Every woman understands the frustration of female clothing sizing. It’s a complaint made time and time again but not one that’s ever been rectified. Sorting through clothing brands and the assortment of letters and numbers somehow meant to represent your size, you might as well be digging around for the Q in your alphabet soup.
One brand’s medium is another brand’s small and sometimes no matter what size you buy, none of it fits correctly anyway. It’s an emotionally frustrating experience, trying on things over and over to no avail, nothing draping your hips quite as well as it does the model, not even knowing if you should size up or down but knowing something is off. Despite how accustomed we are to it, it shouldn’t take so much effort just to find clothing.
Most people assume sizing inconsistency is random or simply the result of poor standardization, but the history behind women’s sizing is actually much deeper.
Modern sizing systems were built around limited body data and those “average” measurements historically centered white women.
Clothing was originally custom-made and tailored but because of mass production, standardized sizing quickly became a necessity. Department stores began advertising ready-to-wear fashion and the industry grew rapidly in the early 1900s. Because of growing demand, companies needed a “standard female body” so they could manufacture clothing efficiently.
This led to the work of Ruth O’Brien, a Works Progress Administration statistician who led a 1930s federal sizing study. Thousands of women were measured across the U.S., including women of color and people of all ethnic backgrounds.
However, when it came time to analyze and apply the data, many of those women were excluded. The data largely centered white Anglo-American women while excluding Black women, Jewish women, immigrant women and many Eastern and Southern European ethnic groups.
Although the goal was “normalizing” the female body for industry production, what they achieved was far from it.
This era was heavily influenced by the eugenics movement and the frustration with clothing sizes today is just proof of how we are still being affected by discrimination efforts of the past.

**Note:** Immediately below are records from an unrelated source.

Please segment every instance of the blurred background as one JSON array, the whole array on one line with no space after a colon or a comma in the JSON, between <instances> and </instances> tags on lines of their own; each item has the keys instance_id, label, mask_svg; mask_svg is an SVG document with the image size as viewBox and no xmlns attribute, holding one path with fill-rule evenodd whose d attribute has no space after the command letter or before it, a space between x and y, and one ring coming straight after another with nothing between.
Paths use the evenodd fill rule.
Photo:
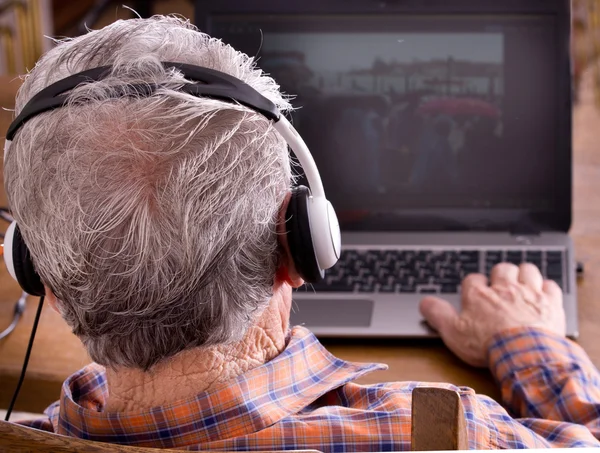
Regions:
<instances>
[{"instance_id":1,"label":"blurred background","mask_svg":"<svg viewBox=\"0 0 600 453\"><path fill-rule=\"evenodd\" d=\"M600 0L572 0L573 83L579 92L582 75L592 66L596 103L600 105Z\"/></svg>"},{"instance_id":2,"label":"blurred background","mask_svg":"<svg viewBox=\"0 0 600 453\"><path fill-rule=\"evenodd\" d=\"M577 101L586 69L593 72L600 106L600 0L572 0L573 87ZM18 81L50 46L48 37L73 37L86 27L101 28L117 19L153 14L194 17L193 0L0 0L0 105L10 107ZM0 126L4 128L3 115Z\"/></svg>"},{"instance_id":3,"label":"blurred background","mask_svg":"<svg viewBox=\"0 0 600 453\"><path fill-rule=\"evenodd\" d=\"M600 55L600 0L572 0L574 85ZM125 7L124 7L125 5ZM0 74L23 74L50 46L46 37L73 37L86 26L101 28L117 19L152 14L194 17L193 0L0 0ZM600 92L600 65L596 85ZM598 96L600 102L600 95Z\"/></svg>"},{"instance_id":4,"label":"blurred background","mask_svg":"<svg viewBox=\"0 0 600 453\"><path fill-rule=\"evenodd\" d=\"M123 6L125 5L125 7ZM0 73L22 74L51 45L47 37L78 36L117 19L181 14L193 18L192 0L0 0Z\"/></svg>"},{"instance_id":5,"label":"blurred background","mask_svg":"<svg viewBox=\"0 0 600 453\"><path fill-rule=\"evenodd\" d=\"M600 0L572 0L573 88L579 100L583 74L588 71L594 101L600 107ZM86 27L101 28L117 19L153 14L194 17L193 0L0 0L0 106L10 109L19 81L53 45L49 37L73 37ZM0 113L6 129L10 112Z\"/></svg>"},{"instance_id":6,"label":"blurred background","mask_svg":"<svg viewBox=\"0 0 600 453\"><path fill-rule=\"evenodd\" d=\"M126 7L124 7L125 5ZM193 0L0 0L0 136L13 117L19 75L53 45L52 38L74 37L117 19L153 14L194 17ZM0 179L1 181L1 179ZM5 205L0 190L0 204Z\"/></svg>"}]
</instances>

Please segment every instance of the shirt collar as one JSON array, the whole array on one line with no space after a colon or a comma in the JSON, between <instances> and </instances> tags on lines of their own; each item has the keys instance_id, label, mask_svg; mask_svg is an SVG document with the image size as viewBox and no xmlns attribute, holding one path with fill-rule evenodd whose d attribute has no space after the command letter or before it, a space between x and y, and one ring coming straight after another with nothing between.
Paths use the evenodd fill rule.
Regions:
<instances>
[{"instance_id":1,"label":"shirt collar","mask_svg":"<svg viewBox=\"0 0 600 453\"><path fill-rule=\"evenodd\" d=\"M105 370L90 365L65 381L60 406L49 415L59 434L175 448L260 431L328 391L386 368L338 359L310 331L295 327L286 349L270 362L222 388L146 411L103 412L108 396Z\"/></svg>"}]
</instances>

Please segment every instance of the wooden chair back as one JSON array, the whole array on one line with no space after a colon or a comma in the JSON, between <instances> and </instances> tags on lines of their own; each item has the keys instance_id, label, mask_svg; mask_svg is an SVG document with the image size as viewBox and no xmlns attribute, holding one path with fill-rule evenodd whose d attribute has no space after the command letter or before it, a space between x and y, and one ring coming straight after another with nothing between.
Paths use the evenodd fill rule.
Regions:
<instances>
[{"instance_id":1,"label":"wooden chair back","mask_svg":"<svg viewBox=\"0 0 600 453\"><path fill-rule=\"evenodd\" d=\"M468 449L464 409L458 393L454 391L429 387L414 389L412 392L411 426L411 448L413 451ZM156 448L93 442L0 421L0 451L15 453L154 453L180 450L159 450ZM285 453L290 453L290 451ZM297 450L295 453L321 452L317 450Z\"/></svg>"},{"instance_id":2,"label":"wooden chair back","mask_svg":"<svg viewBox=\"0 0 600 453\"><path fill-rule=\"evenodd\" d=\"M457 392L417 387L412 392L411 450L468 450L465 410Z\"/></svg>"}]
</instances>

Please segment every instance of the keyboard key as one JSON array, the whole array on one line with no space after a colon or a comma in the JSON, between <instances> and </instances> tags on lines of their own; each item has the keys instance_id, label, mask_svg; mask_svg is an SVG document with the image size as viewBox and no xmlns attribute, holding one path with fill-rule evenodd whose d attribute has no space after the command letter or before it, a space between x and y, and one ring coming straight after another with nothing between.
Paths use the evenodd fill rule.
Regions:
<instances>
[{"instance_id":1,"label":"keyboard key","mask_svg":"<svg viewBox=\"0 0 600 453\"><path fill-rule=\"evenodd\" d=\"M442 294L457 294L458 293L458 285L442 285L440 292Z\"/></svg>"},{"instance_id":2,"label":"keyboard key","mask_svg":"<svg viewBox=\"0 0 600 453\"><path fill-rule=\"evenodd\" d=\"M523 252L521 250L510 250L506 252L506 262L519 265L523 262Z\"/></svg>"},{"instance_id":3,"label":"keyboard key","mask_svg":"<svg viewBox=\"0 0 600 453\"><path fill-rule=\"evenodd\" d=\"M488 250L485 254L485 259L499 263L502 261L502 252L500 250Z\"/></svg>"},{"instance_id":4,"label":"keyboard key","mask_svg":"<svg viewBox=\"0 0 600 453\"><path fill-rule=\"evenodd\" d=\"M362 285L358 285L359 293L372 293L375 291L375 285L373 283L364 283Z\"/></svg>"},{"instance_id":5,"label":"keyboard key","mask_svg":"<svg viewBox=\"0 0 600 453\"><path fill-rule=\"evenodd\" d=\"M437 294L438 290L436 288L421 288L419 289L419 294Z\"/></svg>"},{"instance_id":6,"label":"keyboard key","mask_svg":"<svg viewBox=\"0 0 600 453\"><path fill-rule=\"evenodd\" d=\"M379 292L380 293L395 293L396 285L381 285L379 287Z\"/></svg>"},{"instance_id":7,"label":"keyboard key","mask_svg":"<svg viewBox=\"0 0 600 453\"><path fill-rule=\"evenodd\" d=\"M348 286L352 286L354 287L355 285L360 285L361 283L363 283L365 280L360 278L358 275L353 275L352 277L346 277L344 282L348 285Z\"/></svg>"},{"instance_id":8,"label":"keyboard key","mask_svg":"<svg viewBox=\"0 0 600 453\"><path fill-rule=\"evenodd\" d=\"M528 250L525 253L525 259L529 262L532 261L542 261L542 252L541 251L532 251L532 250Z\"/></svg>"},{"instance_id":9,"label":"keyboard key","mask_svg":"<svg viewBox=\"0 0 600 453\"><path fill-rule=\"evenodd\" d=\"M479 263L463 264L462 270L464 271L463 275L475 274L475 273L479 272Z\"/></svg>"},{"instance_id":10,"label":"keyboard key","mask_svg":"<svg viewBox=\"0 0 600 453\"><path fill-rule=\"evenodd\" d=\"M435 274L435 267L419 269L419 278L430 278Z\"/></svg>"},{"instance_id":11,"label":"keyboard key","mask_svg":"<svg viewBox=\"0 0 600 453\"><path fill-rule=\"evenodd\" d=\"M398 283L400 285L410 285L411 278L410 277L400 277L393 281L394 283Z\"/></svg>"},{"instance_id":12,"label":"keyboard key","mask_svg":"<svg viewBox=\"0 0 600 453\"><path fill-rule=\"evenodd\" d=\"M388 278L389 277L382 277L382 278L377 278L373 281L373 283L377 284L377 285L387 285L388 284ZM393 282L393 280L392 280Z\"/></svg>"},{"instance_id":13,"label":"keyboard key","mask_svg":"<svg viewBox=\"0 0 600 453\"><path fill-rule=\"evenodd\" d=\"M379 270L386 270L388 272L395 272L396 271L396 263L394 262L390 262L390 263L381 263L379 265Z\"/></svg>"},{"instance_id":14,"label":"keyboard key","mask_svg":"<svg viewBox=\"0 0 600 453\"><path fill-rule=\"evenodd\" d=\"M420 251L416 254L415 256L415 260L417 261L429 261L431 259L431 256L433 255L433 252L430 250L423 250Z\"/></svg>"},{"instance_id":15,"label":"keyboard key","mask_svg":"<svg viewBox=\"0 0 600 453\"><path fill-rule=\"evenodd\" d=\"M430 260L432 263L445 263L448 261L448 254L444 252L433 252Z\"/></svg>"},{"instance_id":16,"label":"keyboard key","mask_svg":"<svg viewBox=\"0 0 600 453\"><path fill-rule=\"evenodd\" d=\"M479 269L479 261L468 261L461 263L458 268L462 269Z\"/></svg>"},{"instance_id":17,"label":"keyboard key","mask_svg":"<svg viewBox=\"0 0 600 453\"><path fill-rule=\"evenodd\" d=\"M454 285L457 286L460 284L460 278L458 278L458 276L456 278L454 277L440 277L440 278L434 278L433 279L433 284L434 285Z\"/></svg>"},{"instance_id":18,"label":"keyboard key","mask_svg":"<svg viewBox=\"0 0 600 453\"><path fill-rule=\"evenodd\" d=\"M401 286L400 287L400 292L401 293L416 293L417 292L417 288L413 285L407 285L407 286Z\"/></svg>"},{"instance_id":19,"label":"keyboard key","mask_svg":"<svg viewBox=\"0 0 600 453\"><path fill-rule=\"evenodd\" d=\"M412 250L402 250L400 252L393 252L393 253L398 253L399 259L401 259L403 261L411 261L414 259L415 255L417 254L417 252L412 251Z\"/></svg>"},{"instance_id":20,"label":"keyboard key","mask_svg":"<svg viewBox=\"0 0 600 453\"><path fill-rule=\"evenodd\" d=\"M562 263L548 263L546 265L546 275L548 278L562 277Z\"/></svg>"},{"instance_id":21,"label":"keyboard key","mask_svg":"<svg viewBox=\"0 0 600 453\"><path fill-rule=\"evenodd\" d=\"M562 262L562 252L546 252L546 261L548 263Z\"/></svg>"},{"instance_id":22,"label":"keyboard key","mask_svg":"<svg viewBox=\"0 0 600 453\"><path fill-rule=\"evenodd\" d=\"M477 263L479 264L479 252L460 252L458 260L462 263Z\"/></svg>"}]
</instances>

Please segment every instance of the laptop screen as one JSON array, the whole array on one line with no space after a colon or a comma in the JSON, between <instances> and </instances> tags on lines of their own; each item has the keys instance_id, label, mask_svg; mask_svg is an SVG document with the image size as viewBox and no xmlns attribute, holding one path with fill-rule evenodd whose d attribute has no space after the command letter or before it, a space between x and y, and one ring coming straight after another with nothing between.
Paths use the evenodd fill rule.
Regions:
<instances>
[{"instance_id":1,"label":"laptop screen","mask_svg":"<svg viewBox=\"0 0 600 453\"><path fill-rule=\"evenodd\" d=\"M292 122L342 228L373 231L458 210L485 228L494 213L555 208L556 26L551 15L215 15L211 33L294 96Z\"/></svg>"}]
</instances>

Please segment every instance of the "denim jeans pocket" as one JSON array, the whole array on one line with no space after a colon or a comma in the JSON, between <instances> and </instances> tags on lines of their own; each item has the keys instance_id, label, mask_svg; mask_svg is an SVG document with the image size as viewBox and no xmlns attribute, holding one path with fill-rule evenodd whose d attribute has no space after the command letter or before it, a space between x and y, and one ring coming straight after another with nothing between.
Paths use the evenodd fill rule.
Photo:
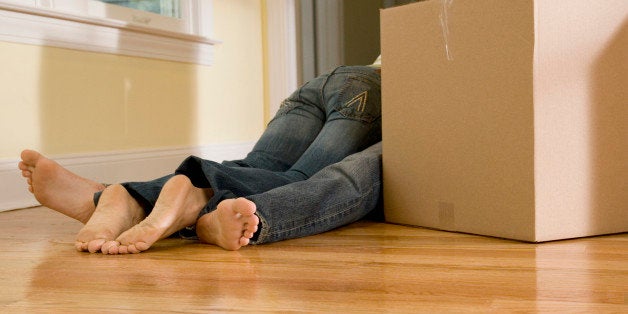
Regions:
<instances>
[{"instance_id":1,"label":"denim jeans pocket","mask_svg":"<svg viewBox=\"0 0 628 314\"><path fill-rule=\"evenodd\" d=\"M371 123L381 116L379 82L359 73L348 74L338 94L336 111L348 119Z\"/></svg>"}]
</instances>

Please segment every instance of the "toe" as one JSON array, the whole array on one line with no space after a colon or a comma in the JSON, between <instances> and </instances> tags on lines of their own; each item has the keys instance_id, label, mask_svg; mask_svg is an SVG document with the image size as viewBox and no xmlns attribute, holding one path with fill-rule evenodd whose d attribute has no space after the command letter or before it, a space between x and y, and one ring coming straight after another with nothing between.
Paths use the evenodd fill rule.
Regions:
<instances>
[{"instance_id":1,"label":"toe","mask_svg":"<svg viewBox=\"0 0 628 314\"><path fill-rule=\"evenodd\" d=\"M146 242L137 242L135 243L135 248L137 248L141 252L148 250L150 248L150 245Z\"/></svg>"},{"instance_id":2,"label":"toe","mask_svg":"<svg viewBox=\"0 0 628 314\"><path fill-rule=\"evenodd\" d=\"M102 254L117 254L118 253L118 242L116 241L107 241L100 248Z\"/></svg>"},{"instance_id":3,"label":"toe","mask_svg":"<svg viewBox=\"0 0 628 314\"><path fill-rule=\"evenodd\" d=\"M76 242L74 242L74 247L79 252L87 251L87 243L85 243L85 242L76 241Z\"/></svg>"},{"instance_id":4,"label":"toe","mask_svg":"<svg viewBox=\"0 0 628 314\"><path fill-rule=\"evenodd\" d=\"M17 164L17 168L22 170L22 171L26 171L26 172L32 172L33 171L33 167L27 165L23 161L20 161L20 163Z\"/></svg>"},{"instance_id":5,"label":"toe","mask_svg":"<svg viewBox=\"0 0 628 314\"><path fill-rule=\"evenodd\" d=\"M128 246L121 245L118 247L118 254L128 254L128 253L129 253Z\"/></svg>"},{"instance_id":6,"label":"toe","mask_svg":"<svg viewBox=\"0 0 628 314\"><path fill-rule=\"evenodd\" d=\"M20 154L20 158L22 158L22 160L31 164L35 164L39 156L40 154L38 152L30 149L25 149Z\"/></svg>"},{"instance_id":7,"label":"toe","mask_svg":"<svg viewBox=\"0 0 628 314\"><path fill-rule=\"evenodd\" d=\"M100 251L100 248L102 248L102 245L105 244L105 242L107 242L105 239L96 239L89 241L89 243L87 244L87 250L90 253L96 253Z\"/></svg>"},{"instance_id":8,"label":"toe","mask_svg":"<svg viewBox=\"0 0 628 314\"><path fill-rule=\"evenodd\" d=\"M249 245L250 241L251 240L249 240L248 238L242 237L242 238L240 238L240 245L241 246Z\"/></svg>"},{"instance_id":9,"label":"toe","mask_svg":"<svg viewBox=\"0 0 628 314\"><path fill-rule=\"evenodd\" d=\"M258 229L258 225L259 225L259 218L257 218L257 216L253 215L245 224L244 224L244 230L243 231L243 235L247 238L252 238L253 235L255 234L255 232L257 232Z\"/></svg>"},{"instance_id":10,"label":"toe","mask_svg":"<svg viewBox=\"0 0 628 314\"><path fill-rule=\"evenodd\" d=\"M246 198L236 198L235 199L235 203L234 206L237 210L237 212L245 217L251 216L255 213L256 211L256 206L255 203L249 201Z\"/></svg>"},{"instance_id":11,"label":"toe","mask_svg":"<svg viewBox=\"0 0 628 314\"><path fill-rule=\"evenodd\" d=\"M245 226L245 231L255 233L257 232L258 225L259 223L248 223Z\"/></svg>"},{"instance_id":12,"label":"toe","mask_svg":"<svg viewBox=\"0 0 628 314\"><path fill-rule=\"evenodd\" d=\"M135 244L129 245L127 247L127 250L129 251L129 253L132 253L132 254L136 254L140 252L140 250L138 250L137 247L135 247Z\"/></svg>"}]
</instances>

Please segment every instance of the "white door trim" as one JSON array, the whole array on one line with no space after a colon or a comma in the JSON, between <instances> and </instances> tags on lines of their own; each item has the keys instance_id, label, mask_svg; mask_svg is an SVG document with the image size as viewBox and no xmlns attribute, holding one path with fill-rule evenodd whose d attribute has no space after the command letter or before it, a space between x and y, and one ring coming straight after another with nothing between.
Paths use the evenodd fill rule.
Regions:
<instances>
[{"instance_id":1,"label":"white door trim","mask_svg":"<svg viewBox=\"0 0 628 314\"><path fill-rule=\"evenodd\" d=\"M266 3L269 117L297 88L297 25L295 0Z\"/></svg>"}]
</instances>

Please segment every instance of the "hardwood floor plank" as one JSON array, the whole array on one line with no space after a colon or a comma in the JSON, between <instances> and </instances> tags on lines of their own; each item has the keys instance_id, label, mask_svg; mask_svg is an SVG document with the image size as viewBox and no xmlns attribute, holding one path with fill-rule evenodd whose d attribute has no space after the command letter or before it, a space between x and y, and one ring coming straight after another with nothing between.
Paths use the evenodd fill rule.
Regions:
<instances>
[{"instance_id":1,"label":"hardwood floor plank","mask_svg":"<svg viewBox=\"0 0 628 314\"><path fill-rule=\"evenodd\" d=\"M628 234L529 244L358 222L230 252L167 239L74 250L81 224L0 213L0 310L22 312L628 312Z\"/></svg>"}]
</instances>

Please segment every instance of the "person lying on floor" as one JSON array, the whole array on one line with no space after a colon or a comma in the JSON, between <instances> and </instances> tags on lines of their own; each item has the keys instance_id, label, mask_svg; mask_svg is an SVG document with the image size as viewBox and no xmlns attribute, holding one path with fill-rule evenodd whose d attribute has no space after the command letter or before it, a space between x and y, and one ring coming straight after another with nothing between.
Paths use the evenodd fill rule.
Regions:
<instances>
[{"instance_id":1,"label":"person lying on floor","mask_svg":"<svg viewBox=\"0 0 628 314\"><path fill-rule=\"evenodd\" d=\"M28 172L29 189L42 205L86 224L77 236L79 251L98 252L102 249L105 254L137 253L148 249L155 239L165 238L171 230L195 219L182 217L185 210L175 204L163 207L163 210L153 210L149 215L151 220L146 220L143 209L137 207L133 198L128 198L121 185L109 186L110 193L107 194L112 203L118 195L127 196L125 201L129 203L108 204L114 206L102 207L96 212L93 194L103 191L104 185L80 177L37 152L24 151L22 156L23 165L28 167L25 171ZM182 190L197 191L185 178L180 179L169 181L173 188L163 191L164 197L170 198L170 192L177 196L176 184L181 184ZM195 222L195 231L202 242L227 250L237 250L247 244L299 238L367 216L381 220L380 195L381 143L377 143L325 167L305 181L246 198L223 200L216 210ZM141 227L137 225L140 222ZM138 240L125 247L122 244L128 242L118 235L135 225L139 233L134 231L125 237L137 236ZM254 230L257 234L251 237ZM116 239L120 244L104 245L107 239Z\"/></svg>"},{"instance_id":2,"label":"person lying on floor","mask_svg":"<svg viewBox=\"0 0 628 314\"><path fill-rule=\"evenodd\" d=\"M153 181L105 187L33 150L19 168L42 205L85 224L79 251L138 253L190 226L227 250L317 234L378 203L380 85L376 66L339 67L286 99L244 159L189 157Z\"/></svg>"}]
</instances>

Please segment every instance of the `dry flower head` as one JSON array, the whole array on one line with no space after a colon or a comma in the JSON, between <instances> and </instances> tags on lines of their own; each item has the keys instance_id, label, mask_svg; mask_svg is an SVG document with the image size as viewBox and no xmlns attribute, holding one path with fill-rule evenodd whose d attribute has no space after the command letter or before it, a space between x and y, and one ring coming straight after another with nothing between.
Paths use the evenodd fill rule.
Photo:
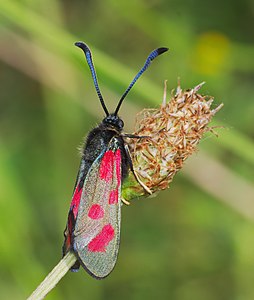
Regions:
<instances>
[{"instance_id":1,"label":"dry flower head","mask_svg":"<svg viewBox=\"0 0 254 300\"><path fill-rule=\"evenodd\" d=\"M137 115L135 132L143 138L128 140L134 170L152 193L169 187L183 162L197 149L204 133L212 131L208 123L221 109L211 109L213 98L198 94L204 83L183 91L178 85L175 95L164 97L158 109L144 109ZM127 200L146 194L129 173L123 196Z\"/></svg>"}]
</instances>

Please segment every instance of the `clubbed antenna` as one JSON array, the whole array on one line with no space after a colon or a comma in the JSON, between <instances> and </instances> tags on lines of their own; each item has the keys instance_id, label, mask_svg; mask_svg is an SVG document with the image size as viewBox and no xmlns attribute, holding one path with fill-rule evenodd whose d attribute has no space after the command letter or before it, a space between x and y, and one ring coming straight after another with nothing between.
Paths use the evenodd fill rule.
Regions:
<instances>
[{"instance_id":1,"label":"clubbed antenna","mask_svg":"<svg viewBox=\"0 0 254 300\"><path fill-rule=\"evenodd\" d=\"M101 91L100 91L100 88L99 88L98 80L97 80L97 75L96 75L95 68L94 68L94 65L93 65L92 53L91 53L89 47L83 42L76 42L75 46L82 49L85 53L88 66L89 66L89 68L91 70L91 73L92 73L93 83L94 83L97 95L100 99L100 102L101 102L103 110L105 111L105 114L108 116L109 112L108 112L108 109L107 109L107 107L105 105L105 102L103 100L103 97L102 97L102 94L101 94Z\"/></svg>"},{"instance_id":2,"label":"clubbed antenna","mask_svg":"<svg viewBox=\"0 0 254 300\"><path fill-rule=\"evenodd\" d=\"M147 57L147 60L143 66L143 68L141 68L141 70L138 72L138 74L134 77L134 79L132 80L132 82L130 83L129 87L127 88L127 90L124 92L124 94L122 95L121 99L119 100L119 103L116 107L116 110L114 112L114 115L117 115L121 105L122 105L122 102L124 100L124 98L127 96L127 94L129 93L129 91L131 90L131 88L133 87L133 85L135 84L135 82L139 79L139 77L145 72L145 70L149 67L150 63L157 57L159 56L160 54L164 53L168 51L168 48L158 48L156 50L153 50L149 56Z\"/></svg>"}]
</instances>

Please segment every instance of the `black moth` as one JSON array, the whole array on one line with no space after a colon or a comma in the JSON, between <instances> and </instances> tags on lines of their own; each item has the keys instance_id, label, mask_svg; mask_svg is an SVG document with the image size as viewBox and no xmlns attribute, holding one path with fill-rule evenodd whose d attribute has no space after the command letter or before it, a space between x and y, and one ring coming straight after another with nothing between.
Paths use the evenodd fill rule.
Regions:
<instances>
[{"instance_id":1,"label":"black moth","mask_svg":"<svg viewBox=\"0 0 254 300\"><path fill-rule=\"evenodd\" d=\"M144 66L122 95L114 113L109 113L101 95L91 51L83 42L75 45L84 51L97 95L106 117L94 128L85 142L80 168L74 187L68 221L64 232L63 255L72 251L77 257L72 271L80 264L93 277L101 279L113 270L120 243L121 183L129 169L138 182L124 137L141 138L122 133L124 122L118 111L132 86L151 61L167 51L152 51Z\"/></svg>"}]
</instances>

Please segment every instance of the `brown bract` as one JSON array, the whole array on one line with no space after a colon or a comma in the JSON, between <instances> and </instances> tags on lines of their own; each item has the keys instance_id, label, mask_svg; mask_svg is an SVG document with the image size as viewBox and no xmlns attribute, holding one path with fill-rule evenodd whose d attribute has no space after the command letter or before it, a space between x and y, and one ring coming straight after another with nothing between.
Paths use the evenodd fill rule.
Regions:
<instances>
[{"instance_id":1,"label":"brown bract","mask_svg":"<svg viewBox=\"0 0 254 300\"><path fill-rule=\"evenodd\" d=\"M169 187L204 133L212 131L208 123L223 104L211 109L213 98L198 94L203 84L186 91L179 85L167 102L165 82L160 108L144 109L137 115L134 134L145 137L131 138L128 145L137 176L153 193ZM135 194L146 194L139 185L133 189Z\"/></svg>"}]
</instances>

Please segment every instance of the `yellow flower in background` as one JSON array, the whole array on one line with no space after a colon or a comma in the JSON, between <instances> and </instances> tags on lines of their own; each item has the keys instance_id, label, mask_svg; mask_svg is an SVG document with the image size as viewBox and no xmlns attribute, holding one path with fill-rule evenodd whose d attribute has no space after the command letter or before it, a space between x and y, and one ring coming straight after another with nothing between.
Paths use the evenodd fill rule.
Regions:
<instances>
[{"instance_id":1,"label":"yellow flower in background","mask_svg":"<svg viewBox=\"0 0 254 300\"><path fill-rule=\"evenodd\" d=\"M230 54L230 41L220 32L206 32L198 37L193 53L195 71L216 75L227 65Z\"/></svg>"}]
</instances>

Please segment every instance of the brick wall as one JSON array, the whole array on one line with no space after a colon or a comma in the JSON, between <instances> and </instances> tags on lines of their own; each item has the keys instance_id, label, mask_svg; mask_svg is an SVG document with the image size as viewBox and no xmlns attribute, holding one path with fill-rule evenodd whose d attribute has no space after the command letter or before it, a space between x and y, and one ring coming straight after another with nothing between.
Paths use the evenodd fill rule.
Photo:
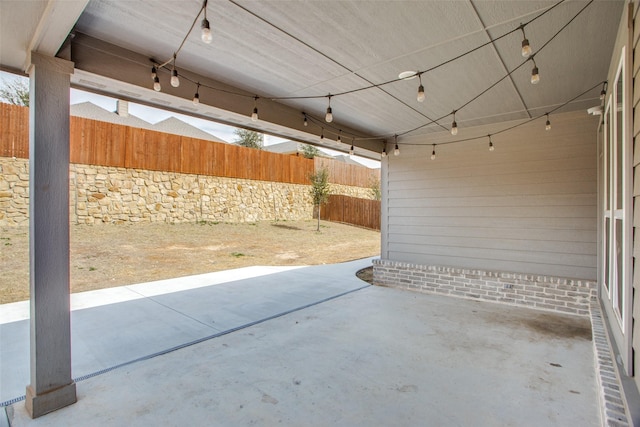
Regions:
<instances>
[{"instance_id":1,"label":"brick wall","mask_svg":"<svg viewBox=\"0 0 640 427\"><path fill-rule=\"evenodd\" d=\"M375 285L589 315L596 283L560 277L374 260Z\"/></svg>"}]
</instances>

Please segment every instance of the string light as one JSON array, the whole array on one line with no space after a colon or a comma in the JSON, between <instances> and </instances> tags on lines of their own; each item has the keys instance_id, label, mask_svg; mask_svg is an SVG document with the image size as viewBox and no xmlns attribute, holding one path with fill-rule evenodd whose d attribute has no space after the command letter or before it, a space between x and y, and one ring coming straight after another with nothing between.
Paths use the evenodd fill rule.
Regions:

Scientists were obsessed with organizing “ideal” bodies and as a result white European body proportions were treated as the default. Bodies outside of those standards were often viewed as “abnormal” and fashion sizing reflected those biases.
Many of these issues still exist today. Sizing still feels inconsistent and brands still use fit models based on narrow body standards. Women of different races, ethnicities, body compositions, and heights all struggle to find consistent fits.
Fashion is a significant part of many women’s lives. It’s a bonding experience, a major form of expression, and a field we have dominated since the beginning. Clothing should fit you, not the other way around so as women, women need to stop internalizing sizing emotionally when the system itself was built around limited standards. In reality, sizes are arbitrary and the older you get, the more clothes you try on, and the more you return, the more you begin to realize it.
The fashion industry profits from inconsistency and insecurity. How many pieces of clothing have you ordered online just to find out it doesn’t fit even though you know you wear this size in almost every other brand, only for the clothes to sit in the back of your closet until the next cleanout. And I bet maybe you even ordered another in a different size or from a different brand after that.
It’s time for women to stop blaming themselves and start blaming the system because talking about it and pushing brands to improve their sizing does work. More brands today are expanding their sizing ranges and we’re having more conversations around inclusivity. With sizing still being inconsistent, consumers should keep demanding better representation.
Clothing sizes were never objective truths. They were constructed systems based on limited and biased data. So just a reminder, your body and self-worth isn’t defined by a number on a tag, the system is flawed, not you.